Et Pasteur prendra le temps de lui rendre hommage... Comment vivez-vous ce confinement ?

Je le vis en travaillant ; je respecte les règles qu'on s'est donnés dans notre pays. Je le vis comme un temps arrêté, troublant, j'étais à trois jours de commencer un film, ça devait d'ailleurs se dérouler dans un hôpital. Et puis voilà, tout s'est arrêté, comme pour tout le monde.

Un mot sur le spectacle vivant, puisque tout est arrêté : vous attendez un geste des pouvoirs publics ? 

Les théâtres particulièrement sont très affectés et il va falloir trouver des solutions, aider... Les films aussi qui devaient sortir... C'est un tel chaos dans le monde artistique aussi, tous les acteurs intermittents, qui comptent sur l'enchaînement du travail, qui ne peuvent plus travailler et qui ne pourront pas tenir... On va se réveiller d'étape en étape. On dit toujours qu'après les grandes pandémies la façon de vivre change. C'est qu'on va peut-être mettre pas mal de temps à essayer de retrouver un équilibre, sans je l'espère, retomber dans la folie qui a précédé ce moment et on voit d'ailleurs à la faveur de ce qui nous arrive que finalement, nous, les pays occidentaux, que ce soit l'Europe ou les Etats-Unis, on n'était pas si bien préparés et qu'on n'avait pas mis les priorités là où elles auraient dû être. ça va nous obliger peut-être à reconsidérer la manière de vivre et aussi l'économie mondiale.
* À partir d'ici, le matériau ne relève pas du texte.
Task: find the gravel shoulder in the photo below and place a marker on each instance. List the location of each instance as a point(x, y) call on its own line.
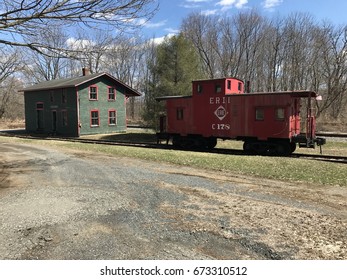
point(63, 204)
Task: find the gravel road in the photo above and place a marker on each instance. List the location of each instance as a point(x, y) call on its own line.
point(61, 204)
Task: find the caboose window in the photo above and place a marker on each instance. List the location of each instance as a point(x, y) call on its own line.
point(279, 114)
point(259, 114)
point(179, 113)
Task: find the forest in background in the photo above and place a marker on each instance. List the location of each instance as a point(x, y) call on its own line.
point(274, 54)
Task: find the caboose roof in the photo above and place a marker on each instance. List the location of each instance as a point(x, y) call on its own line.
point(217, 79)
point(77, 81)
point(297, 93)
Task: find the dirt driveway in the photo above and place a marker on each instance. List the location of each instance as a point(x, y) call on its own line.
point(63, 204)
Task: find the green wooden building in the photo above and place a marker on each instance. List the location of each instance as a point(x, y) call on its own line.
point(89, 104)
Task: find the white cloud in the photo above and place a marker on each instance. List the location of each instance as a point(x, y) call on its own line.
point(269, 4)
point(209, 12)
point(148, 24)
point(155, 24)
point(226, 4)
point(194, 4)
point(78, 44)
point(159, 40)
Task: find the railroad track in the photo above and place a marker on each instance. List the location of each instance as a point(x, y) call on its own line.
point(329, 158)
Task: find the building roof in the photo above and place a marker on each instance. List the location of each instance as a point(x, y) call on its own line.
point(77, 81)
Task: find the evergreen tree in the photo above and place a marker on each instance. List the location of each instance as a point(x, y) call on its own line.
point(173, 67)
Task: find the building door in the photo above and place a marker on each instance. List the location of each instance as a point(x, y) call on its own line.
point(39, 119)
point(54, 121)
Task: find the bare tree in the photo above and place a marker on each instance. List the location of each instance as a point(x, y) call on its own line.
point(46, 65)
point(9, 64)
point(24, 18)
point(202, 31)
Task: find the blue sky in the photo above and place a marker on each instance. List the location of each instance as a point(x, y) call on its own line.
point(171, 12)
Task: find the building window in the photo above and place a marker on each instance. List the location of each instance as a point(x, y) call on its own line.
point(279, 114)
point(218, 88)
point(112, 117)
point(93, 93)
point(239, 88)
point(63, 95)
point(199, 88)
point(259, 114)
point(39, 106)
point(94, 118)
point(111, 94)
point(64, 117)
point(179, 113)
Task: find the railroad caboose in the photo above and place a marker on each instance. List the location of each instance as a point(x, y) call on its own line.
point(267, 123)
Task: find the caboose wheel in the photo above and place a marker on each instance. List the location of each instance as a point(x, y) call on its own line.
point(284, 149)
point(211, 142)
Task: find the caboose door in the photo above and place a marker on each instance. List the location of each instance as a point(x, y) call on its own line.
point(295, 117)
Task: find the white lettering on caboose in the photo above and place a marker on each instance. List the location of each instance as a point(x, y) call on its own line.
point(220, 100)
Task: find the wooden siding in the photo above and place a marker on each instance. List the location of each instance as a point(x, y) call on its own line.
point(52, 101)
point(103, 105)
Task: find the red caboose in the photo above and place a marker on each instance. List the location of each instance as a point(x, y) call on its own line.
point(268, 123)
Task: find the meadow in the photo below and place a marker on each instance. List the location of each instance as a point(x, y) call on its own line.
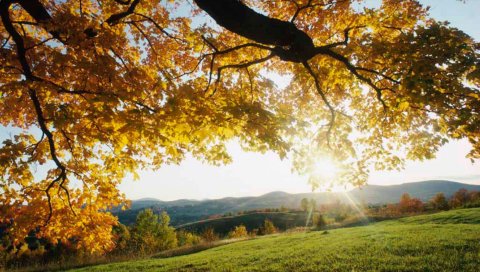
point(446, 241)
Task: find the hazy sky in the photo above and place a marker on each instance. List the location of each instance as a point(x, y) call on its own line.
point(256, 174)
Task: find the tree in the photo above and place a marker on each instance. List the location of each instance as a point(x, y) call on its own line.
point(305, 204)
point(408, 204)
point(439, 202)
point(153, 233)
point(238, 232)
point(268, 227)
point(459, 198)
point(209, 235)
point(186, 238)
point(97, 89)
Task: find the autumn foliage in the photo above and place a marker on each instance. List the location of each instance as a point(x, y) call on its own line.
point(94, 90)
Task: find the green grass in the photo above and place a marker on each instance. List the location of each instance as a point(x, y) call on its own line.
point(447, 241)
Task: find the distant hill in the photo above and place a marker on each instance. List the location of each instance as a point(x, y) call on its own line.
point(184, 211)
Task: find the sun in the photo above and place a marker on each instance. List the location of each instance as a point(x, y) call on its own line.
point(325, 168)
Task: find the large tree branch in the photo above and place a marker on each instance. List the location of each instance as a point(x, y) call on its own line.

C'est un voeux pieux, c'est une rêverie et on a toujours peur d'être rattrapés par une réalité violente, mais ce serait dommage de retomber dans la même façon qu'on avait de vivre auparavant.

Comment imaginez-vous le monde d'après ?

Impossible d'imaginer. j'ai l'impression qu'on est au jour le jour, qu'on est rendus à nous-mêmes et à une prise de conscience. Le monde d'après, on va tous être obligés de penser, sans être dans une position stérile, à notre façon de vivre.

Merci André Dussolier, votre lecture de Semmelweis de Louis-Ferdinand Céline a donc lieu demain mercredi 15 avril de 19 à 20 heures sur France Culture. Et le livre est publié aux éditions Gallimard.